Choose and train a classifier
There are several suggestions in the reference notebook: SVM, neural network, etc.
- Input = 1 vector of 4 components for each pixels
- Output = 1 for tumor, 0 for “not tumor”
Do not use background (“black”) pixels for training, they would ruin your classification
Deep nets can work but they are harder to train well.
And don’t use deep nets, we’ll play with them next semester
Validate your training
Create and use a validation set extracted from the full training set.
To not train on the samples it contains.
sklearn.model_selection.train_test_split
may be your friend.
Check visually results from both train and val sets!
Interpret your results
Add some context to each pixel
You can get better results by looking at the neighborhood of a pixel to classify it better: train with vectors of size $N\times M$ instead of $1\times M$.
Fighting underfitting and overfitting
You do not have much data to train on
If you pick a classifier which is too simple, you may underfit: you will get low and similar scores both on the train and test sets
Choosing another classifier may be a good idea here.
You may also easily overfit your classifier, especially if you use one with a large capacity: you will get excellent scores on the train set, and bad ones on the test set.
Regularization may be necessary.
Post processing
We suggest in the notebook to “clean up” the results by removing very small isolated pixels marked as tumor.
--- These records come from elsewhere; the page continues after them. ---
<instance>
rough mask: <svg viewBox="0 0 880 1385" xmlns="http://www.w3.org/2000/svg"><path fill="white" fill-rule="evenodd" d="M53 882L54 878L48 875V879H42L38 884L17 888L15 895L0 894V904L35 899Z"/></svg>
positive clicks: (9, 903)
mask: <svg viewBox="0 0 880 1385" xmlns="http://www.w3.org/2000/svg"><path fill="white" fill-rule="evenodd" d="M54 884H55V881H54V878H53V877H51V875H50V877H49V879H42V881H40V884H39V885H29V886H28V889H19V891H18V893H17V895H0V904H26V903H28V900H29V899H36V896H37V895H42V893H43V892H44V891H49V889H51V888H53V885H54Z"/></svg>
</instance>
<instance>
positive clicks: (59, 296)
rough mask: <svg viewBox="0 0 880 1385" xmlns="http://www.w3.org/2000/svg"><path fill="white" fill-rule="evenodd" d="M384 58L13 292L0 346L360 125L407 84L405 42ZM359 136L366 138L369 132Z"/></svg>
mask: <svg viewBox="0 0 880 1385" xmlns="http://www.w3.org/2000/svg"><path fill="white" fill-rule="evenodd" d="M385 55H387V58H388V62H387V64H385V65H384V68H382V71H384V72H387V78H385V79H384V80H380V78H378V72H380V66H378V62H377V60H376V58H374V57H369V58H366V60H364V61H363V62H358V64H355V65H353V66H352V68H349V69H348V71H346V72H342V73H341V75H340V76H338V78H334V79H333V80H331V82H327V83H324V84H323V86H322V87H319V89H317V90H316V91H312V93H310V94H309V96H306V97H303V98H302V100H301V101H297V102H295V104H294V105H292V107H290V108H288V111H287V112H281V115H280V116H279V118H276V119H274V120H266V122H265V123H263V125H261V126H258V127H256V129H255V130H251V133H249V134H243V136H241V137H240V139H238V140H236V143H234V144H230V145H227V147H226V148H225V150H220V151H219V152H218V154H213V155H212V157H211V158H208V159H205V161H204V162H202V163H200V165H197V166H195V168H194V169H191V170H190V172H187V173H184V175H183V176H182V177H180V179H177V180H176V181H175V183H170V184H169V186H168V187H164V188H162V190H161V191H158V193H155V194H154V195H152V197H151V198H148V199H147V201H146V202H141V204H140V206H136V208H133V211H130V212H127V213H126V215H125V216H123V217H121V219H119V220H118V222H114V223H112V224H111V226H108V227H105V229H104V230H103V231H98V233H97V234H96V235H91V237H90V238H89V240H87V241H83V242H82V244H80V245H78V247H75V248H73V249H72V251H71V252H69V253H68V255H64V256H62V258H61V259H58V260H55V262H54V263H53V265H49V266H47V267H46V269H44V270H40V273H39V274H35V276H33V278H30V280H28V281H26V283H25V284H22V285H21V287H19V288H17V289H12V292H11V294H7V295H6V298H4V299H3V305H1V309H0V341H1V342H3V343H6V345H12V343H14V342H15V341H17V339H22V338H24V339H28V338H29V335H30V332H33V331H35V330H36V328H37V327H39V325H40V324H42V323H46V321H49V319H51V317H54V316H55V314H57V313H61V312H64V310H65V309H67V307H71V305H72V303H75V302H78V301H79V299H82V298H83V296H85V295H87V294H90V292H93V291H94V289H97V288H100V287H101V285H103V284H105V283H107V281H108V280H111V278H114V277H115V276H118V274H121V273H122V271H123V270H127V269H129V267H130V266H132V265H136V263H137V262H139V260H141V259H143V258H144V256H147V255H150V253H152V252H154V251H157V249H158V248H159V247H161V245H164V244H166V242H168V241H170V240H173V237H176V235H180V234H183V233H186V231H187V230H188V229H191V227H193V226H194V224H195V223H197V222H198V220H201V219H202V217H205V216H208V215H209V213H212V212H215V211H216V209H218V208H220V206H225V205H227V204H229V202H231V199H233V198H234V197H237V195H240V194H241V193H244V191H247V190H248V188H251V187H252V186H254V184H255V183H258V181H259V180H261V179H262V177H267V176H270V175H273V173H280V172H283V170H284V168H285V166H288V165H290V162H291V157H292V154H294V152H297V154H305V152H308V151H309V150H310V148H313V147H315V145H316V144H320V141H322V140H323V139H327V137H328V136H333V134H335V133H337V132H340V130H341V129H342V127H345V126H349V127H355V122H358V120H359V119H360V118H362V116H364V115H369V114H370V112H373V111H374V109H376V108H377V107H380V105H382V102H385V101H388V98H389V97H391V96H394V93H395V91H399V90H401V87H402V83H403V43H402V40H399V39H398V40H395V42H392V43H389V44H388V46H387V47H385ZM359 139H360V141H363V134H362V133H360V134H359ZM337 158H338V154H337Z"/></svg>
You may have many other ideas here
Going Further
Many options
- Data augmentation to increase train set
- Larger / better neighborhood for each pixel
- Better ANN structure than the one suggested in the notebook
- Change the representation space? (Fourier, wavelets…)
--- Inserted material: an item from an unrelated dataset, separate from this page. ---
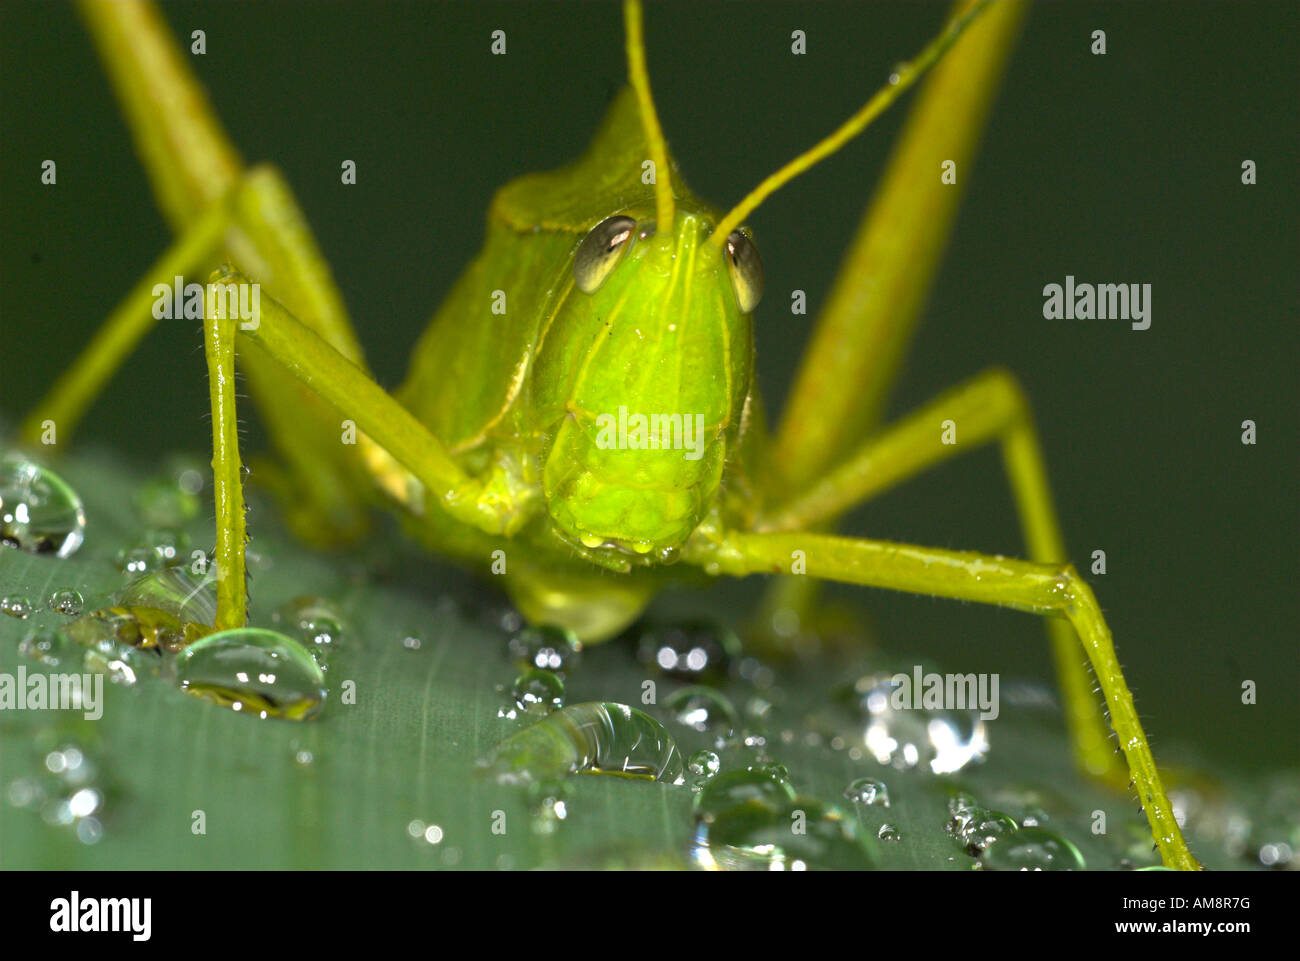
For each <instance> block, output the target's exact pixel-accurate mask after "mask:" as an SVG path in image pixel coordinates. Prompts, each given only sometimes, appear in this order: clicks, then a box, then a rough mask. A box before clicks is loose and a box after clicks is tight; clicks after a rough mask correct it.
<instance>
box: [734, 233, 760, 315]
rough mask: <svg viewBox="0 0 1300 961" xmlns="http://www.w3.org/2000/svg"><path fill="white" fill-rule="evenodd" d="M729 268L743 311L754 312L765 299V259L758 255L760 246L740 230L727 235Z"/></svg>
mask: <svg viewBox="0 0 1300 961" xmlns="http://www.w3.org/2000/svg"><path fill="white" fill-rule="evenodd" d="M727 268H728V270H731V276H732V286H733V287H736V300H737V302H738V303H740V309H741V313H753V311H754V308H755V307H758V302H759V300H762V299H763V261H762V260H759V257H758V247H755V246H754V242H753V241H751V239H749V235H748V234H745V233H741V231H740V230H732V231H731V234H728V235H727Z"/></svg>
- As the tumors under consideration may not have “holes”, improve the post-processing
Super heavy classifiers (UNet, Gradient Boosted Trees…)- …
Conclusion
Course overview: a very small glimpse of CV/PR/ML
Welcome to 2012
AlexNet by A. Krizhevsky, I. Sutskever, G. E. Hinton halved error rate on ImageNet competition
Deep learning
Will be there for a few years!
Is a natural extension of what we saw: feature extraction, encoding, pooling, classification in a single, integrated, globally optimized pipeline.
Requires skills you learned: dev, math, data preparation, evaluation. Input data still need to be properly normalized, for instance.
Requires a lot of practice: read papers, don’t be impressed by the math, implement them.
If not applicable, then pick one of the good old technique we talked about.